Core Concepts

Documents

The smallest unit of data you store in Elasticsearch. Think of it as a JSON object, like:

{
  "id": "123",
  "title": "Lord of the Rings",
  "author": "J.R.R. Tolkien",
  "genre": "Fantasy"
}

Index

An index is like a database in SQL terms. Each index contains many documents and maintains an inverted index for super-fast searching. An inverted index is essentially a mapping from term → documents.

Term	Docs
"lord"	[1]
"rings"	[1]
"fantasy"	[1]
"hobbit"	[2]

Now when you search “lord rings,” Elasticsearch doesn’t scan every document—it jumps straight to where those words exist. ⚡

Shards

To scale horizontally, an index is split into shards. Each shard is an independent Lucene index that handles part of the data. You can imagine shards like slices of pizza 🍕 — each stores a portion of the documents, and together they make a full pie (index).
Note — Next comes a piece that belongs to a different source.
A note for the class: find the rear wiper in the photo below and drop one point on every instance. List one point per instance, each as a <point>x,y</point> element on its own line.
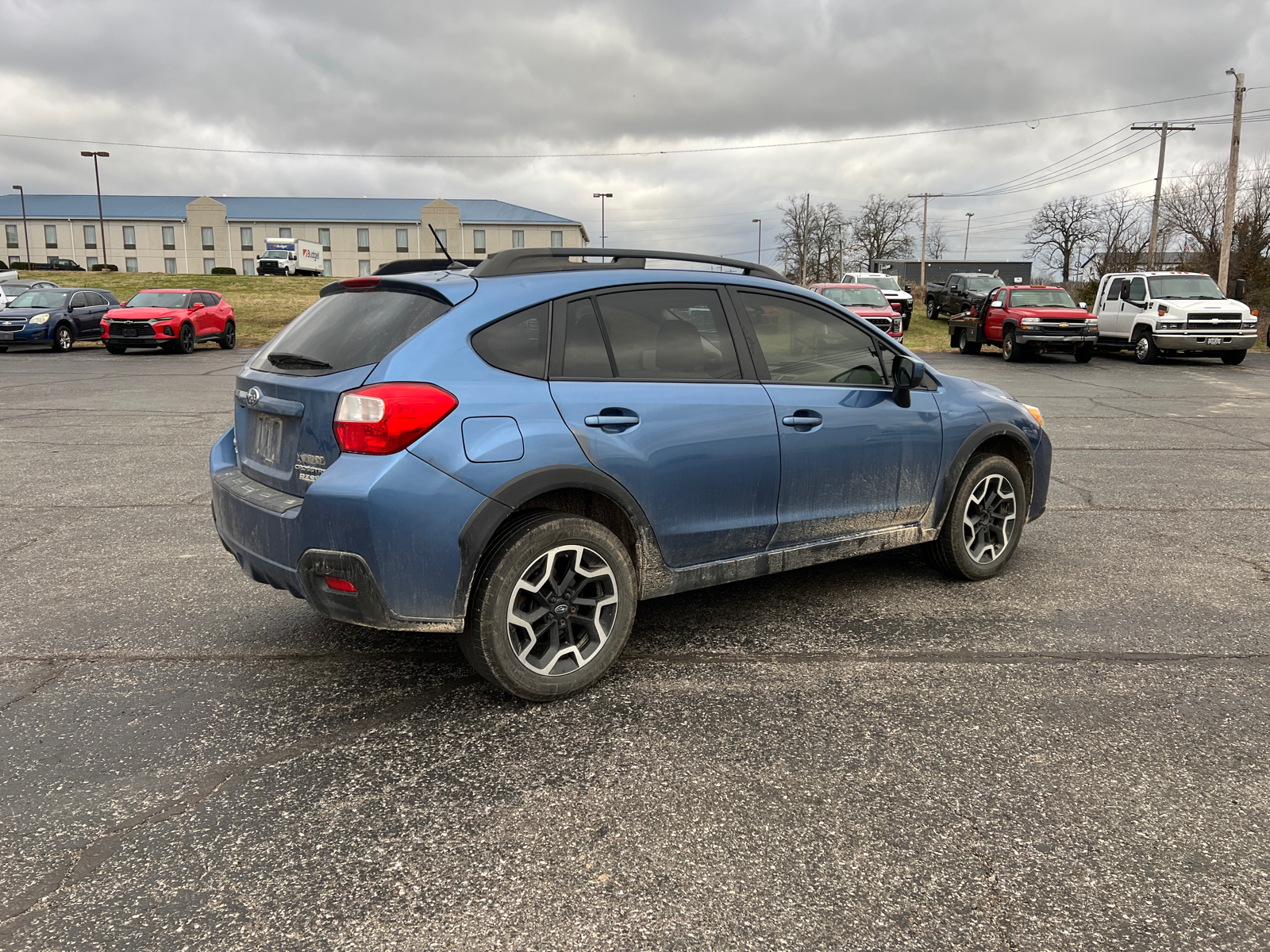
<point>298,361</point>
You can configure:

Primary shards (the main data)
Replica shards (copies for redundancy and load balancing)

Cluster & Nodes

Cluster: The entire Elasticsearch setup, containing multiple nodes
Node: A single server (physical or virtual) running Elasticsearch
Each node holds one or more shards

So the cluster is like a beehive, nodes are bees, and shards are the honeycombs storing nectar (data). 🍯🐝

Analyzer

Before data is stored or queried, Elasticsearch uses analyzers to process text.